By Betsy Selvam

Wildflowers and weeds grow in abundance here. They are brightly redolent of evenings that I spent roaming outside home barefoot, content by myself, plucking leaves and flower buds; bunching them into finger-sized bouquets. 

Lantana shrubs pepper the landscape around me. Their tiny clusters of pink and orange flowers add an undertone of sweetness to the air, making my nostrils flare and twitch. As a child, I squeezed the juice of their berries into my palm. In the bowl of my palm, I whisked the mushy juice with a finger pretending it was cake batter. I don’t remember the last time I consciously paid attention to milkweed or plucked one of its showy lilac flowers to play a game of Find the Raja and Rani

Thumbai shrubs and Spanish needles dot the grass in whites and yellows. They are so common that they hide in plain sight. These are the sidewalk flowers growing out of cement cracks–wildflowers which sprout and survive anywhere. I remember the sweet nectar of Thumbai, and how I would string the white bell-shaped flowers together like beads. The latter, Spanish needles, lent itself to a funny game with a funny rhyme. Pop Pop Pop I would sever the bulbous yellow flowers off with my thumb. Every time I sniffed my fingers later, I saw green somewhere in my head.
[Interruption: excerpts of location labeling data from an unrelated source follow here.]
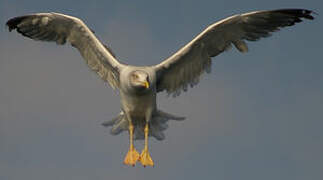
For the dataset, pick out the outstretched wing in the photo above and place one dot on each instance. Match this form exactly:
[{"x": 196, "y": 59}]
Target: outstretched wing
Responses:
[
  {"x": 61, "y": 28},
  {"x": 184, "y": 68}
]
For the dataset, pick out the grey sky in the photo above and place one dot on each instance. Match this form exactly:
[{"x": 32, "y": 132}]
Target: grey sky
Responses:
[{"x": 257, "y": 116}]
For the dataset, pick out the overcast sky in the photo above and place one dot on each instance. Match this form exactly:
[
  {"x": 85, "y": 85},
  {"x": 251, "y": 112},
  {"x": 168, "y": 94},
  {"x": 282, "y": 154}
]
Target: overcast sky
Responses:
[{"x": 256, "y": 116}]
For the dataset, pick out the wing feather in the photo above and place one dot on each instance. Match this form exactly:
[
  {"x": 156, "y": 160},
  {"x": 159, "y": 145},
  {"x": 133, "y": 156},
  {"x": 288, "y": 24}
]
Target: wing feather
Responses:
[
  {"x": 60, "y": 28},
  {"x": 185, "y": 67}
]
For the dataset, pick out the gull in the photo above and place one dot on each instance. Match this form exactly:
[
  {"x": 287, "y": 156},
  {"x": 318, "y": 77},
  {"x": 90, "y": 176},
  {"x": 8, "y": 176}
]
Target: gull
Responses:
[{"x": 138, "y": 85}]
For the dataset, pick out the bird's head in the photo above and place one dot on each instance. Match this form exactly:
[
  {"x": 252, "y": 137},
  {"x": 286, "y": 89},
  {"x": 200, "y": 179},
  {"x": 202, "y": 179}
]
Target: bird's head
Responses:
[{"x": 139, "y": 80}]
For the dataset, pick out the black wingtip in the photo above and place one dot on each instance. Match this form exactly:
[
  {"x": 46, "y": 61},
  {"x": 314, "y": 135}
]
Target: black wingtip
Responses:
[
  {"x": 299, "y": 13},
  {"x": 13, "y": 22}
]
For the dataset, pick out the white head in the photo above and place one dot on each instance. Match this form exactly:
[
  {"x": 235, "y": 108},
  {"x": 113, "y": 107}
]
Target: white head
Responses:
[{"x": 139, "y": 80}]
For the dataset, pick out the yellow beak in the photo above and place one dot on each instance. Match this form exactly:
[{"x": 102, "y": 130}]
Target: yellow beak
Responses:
[{"x": 146, "y": 84}]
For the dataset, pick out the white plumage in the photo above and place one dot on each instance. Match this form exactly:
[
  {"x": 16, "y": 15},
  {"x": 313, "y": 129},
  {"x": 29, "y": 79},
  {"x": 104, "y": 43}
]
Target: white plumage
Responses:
[{"x": 139, "y": 85}]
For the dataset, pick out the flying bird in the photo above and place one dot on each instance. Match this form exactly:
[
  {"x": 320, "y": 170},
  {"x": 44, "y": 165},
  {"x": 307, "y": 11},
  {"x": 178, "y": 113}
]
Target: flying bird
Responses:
[{"x": 138, "y": 85}]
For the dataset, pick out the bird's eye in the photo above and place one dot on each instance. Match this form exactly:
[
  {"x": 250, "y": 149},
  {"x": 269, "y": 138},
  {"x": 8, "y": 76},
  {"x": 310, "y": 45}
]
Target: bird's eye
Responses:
[{"x": 135, "y": 76}]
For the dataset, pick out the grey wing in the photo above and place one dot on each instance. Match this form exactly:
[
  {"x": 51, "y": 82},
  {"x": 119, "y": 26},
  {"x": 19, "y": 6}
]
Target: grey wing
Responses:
[
  {"x": 185, "y": 67},
  {"x": 61, "y": 28}
]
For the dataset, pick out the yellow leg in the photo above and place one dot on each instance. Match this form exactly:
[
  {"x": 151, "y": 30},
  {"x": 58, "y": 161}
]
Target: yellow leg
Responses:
[
  {"x": 145, "y": 158},
  {"x": 132, "y": 156}
]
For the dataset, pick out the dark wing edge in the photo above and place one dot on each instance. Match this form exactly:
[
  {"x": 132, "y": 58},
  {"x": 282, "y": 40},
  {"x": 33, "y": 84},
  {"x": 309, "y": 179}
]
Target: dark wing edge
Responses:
[
  {"x": 184, "y": 68},
  {"x": 62, "y": 28}
]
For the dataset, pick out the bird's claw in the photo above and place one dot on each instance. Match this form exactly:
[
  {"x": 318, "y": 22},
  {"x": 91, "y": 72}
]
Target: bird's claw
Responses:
[{"x": 132, "y": 157}]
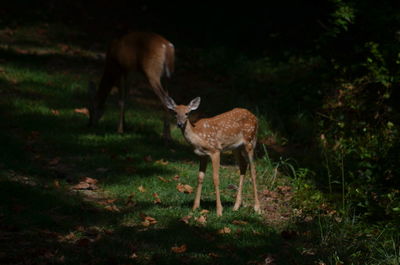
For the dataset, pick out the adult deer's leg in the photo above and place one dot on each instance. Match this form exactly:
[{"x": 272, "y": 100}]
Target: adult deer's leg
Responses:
[
  {"x": 242, "y": 166},
  {"x": 215, "y": 158},
  {"x": 250, "y": 155},
  {"x": 122, "y": 98},
  {"x": 202, "y": 171}
]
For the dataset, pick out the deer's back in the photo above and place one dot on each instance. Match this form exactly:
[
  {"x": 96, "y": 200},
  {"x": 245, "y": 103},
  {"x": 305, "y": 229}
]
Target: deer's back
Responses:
[{"x": 138, "y": 50}]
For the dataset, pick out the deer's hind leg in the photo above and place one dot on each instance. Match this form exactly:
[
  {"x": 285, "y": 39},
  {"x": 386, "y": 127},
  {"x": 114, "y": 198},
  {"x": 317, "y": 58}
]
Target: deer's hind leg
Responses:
[
  {"x": 200, "y": 179},
  {"x": 249, "y": 150},
  {"x": 242, "y": 167},
  {"x": 123, "y": 91}
]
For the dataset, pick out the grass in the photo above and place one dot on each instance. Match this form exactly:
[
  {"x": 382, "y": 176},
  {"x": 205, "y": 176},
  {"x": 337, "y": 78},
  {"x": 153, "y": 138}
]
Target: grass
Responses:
[
  {"x": 47, "y": 149},
  {"x": 135, "y": 214}
]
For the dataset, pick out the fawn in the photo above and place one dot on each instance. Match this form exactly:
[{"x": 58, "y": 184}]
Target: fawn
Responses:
[
  {"x": 233, "y": 130},
  {"x": 143, "y": 52}
]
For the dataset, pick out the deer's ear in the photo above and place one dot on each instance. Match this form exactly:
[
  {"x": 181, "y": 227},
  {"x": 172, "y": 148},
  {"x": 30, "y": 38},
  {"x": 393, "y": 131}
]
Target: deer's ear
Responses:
[
  {"x": 194, "y": 104},
  {"x": 170, "y": 103}
]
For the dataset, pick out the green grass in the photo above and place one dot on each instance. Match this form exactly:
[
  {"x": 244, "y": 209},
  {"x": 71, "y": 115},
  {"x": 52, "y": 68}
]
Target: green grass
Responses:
[
  {"x": 46, "y": 148},
  {"x": 43, "y": 221}
]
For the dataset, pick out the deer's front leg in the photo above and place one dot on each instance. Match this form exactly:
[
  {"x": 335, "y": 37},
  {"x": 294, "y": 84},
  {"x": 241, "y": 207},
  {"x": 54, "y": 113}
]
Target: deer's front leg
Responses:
[
  {"x": 242, "y": 166},
  {"x": 215, "y": 158},
  {"x": 200, "y": 179},
  {"x": 122, "y": 96},
  {"x": 250, "y": 152}
]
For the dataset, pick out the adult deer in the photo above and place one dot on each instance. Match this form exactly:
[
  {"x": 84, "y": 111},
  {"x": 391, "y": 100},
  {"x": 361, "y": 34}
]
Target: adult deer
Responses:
[
  {"x": 144, "y": 52},
  {"x": 233, "y": 130}
]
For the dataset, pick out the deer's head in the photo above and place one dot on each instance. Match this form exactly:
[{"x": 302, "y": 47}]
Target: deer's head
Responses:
[{"x": 182, "y": 111}]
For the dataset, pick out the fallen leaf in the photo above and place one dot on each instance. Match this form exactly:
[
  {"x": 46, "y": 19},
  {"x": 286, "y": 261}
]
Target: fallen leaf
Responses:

I named this hill The Faraway Hill when I was eleven years old. It seemed to me then that if I started from home, it would take me days to reach it on foot. I never found out how mistaken I was until now, years later as an adult. It was never all that far away. That morning, when I first saw the hill from the terrace balcony of my home, the sky was a dull white. It was the beginning of the monsoon and the sun had gone freshly into hiding. Squinting through my toy binoculars, I beheld The Faraway Hill; the brooding mist hanging at its crown. It looked picturesque, idyllic–like a hill station scene on a postcard. I longed to climb its peak and feel the chill of the high air shiver my jaws. 


The boy I met in the village streets below guided me up the hill. He is a stranger I had approached for directions at the foothills. Instead of merely pointing left or right, he offered to guide me for an amount of thirty rupees. I was sceptical at first – half afraid of getting swindled or robbed en route – but I relented hesitantly afterwards.

Now, standing a few feet behind him on the hilltop, I ask him about the iron rod that is hammered into a rock close to the steep precipice. It has a rusty bowl-like disc attached on the top. The disc is burned black, showing that it has held fire. 

It’s for when we have processions. We bring fire and light it here, the boy points to the disc. Sometimes it’s used for pujas during festivals. 

These hills have lost and wandering spirits. He continues, the temple priests light fire on the disc to cast spells. They chase the spirits away. The fire is left to burn throughout the night. 

You can hear them late at night, the spirits. A few times, I have heard lost ones calling out and walking the streets back and forth. Sometimes they call out in the voices of people you know. But you should not open the door. Otherwise, you will fall into a trance, and blindly start to follow them.

Until now, I have only been vaguely familiar with Mayana Kollai (the festival of grave looting) of the Hindus. All I have known of it is that it is celebrated in graveyards with elaborate rituals. But, as the boy describes the festival to me, everything stands out in arresting detail and I grow simultaneously intrigued and afraid of the ritualistic happenings that have taken place here. I listen and nod as my vision lowers to the remains of past rituals next to my feet: shattered coconut shells, dry peels of half-cut lime, and vestiges of chrysanthemum garlands.


As I grew up, the Faraway Hill transformed into more than a childish fancy for adventure. In a split second, I went from an oblivious child lost in the cosmos of make-believe to a premature veteran of an unfriendly world. I changed into a world-weary teenager who wished to leap off the same terrace I had spent countless hours playing in. A dramatic turn, I know. Perhaps for a long time I imagined the hill to be faraway and beyond my grasp simply to preserve the hope it gave me. Entrenched within me was the paradox that no place so tranquil-looking could ever exist within my reach. Still I knew it existed and felt its tugging pull. After the longest time, I have finally obeyed its stubborn beckon. It has not disappointed me. 


Standing at the edge of a steep cliff, I am foolishly tempted to take one more step. I know I will not, but a war still wages somewhere inside me. In front of my eyes, the city stretches on like the whole wide world. Maybe, I am one of the hill’s lost and wandering spirits. Maybe that is why I have felt its persistent call for so long. Unlike the myriad buildings sprinkled across the landscape in my panoramic view, each one claiming its own spot, I am unfixed and meandering. Not fully belonging anywhere yet. Before turning to leave, I whisper to myself a thought that I must visit again with a better idea of the route. Maybe next time, I will be less lost and wandering. Maybe I will find my own way.

Betsy Selvam is an artist from Vellore, south India. She also likes to dabble in writing. Her work may be found in The Blue Marble Review, Samjoko and Oyster River Pages, among other places.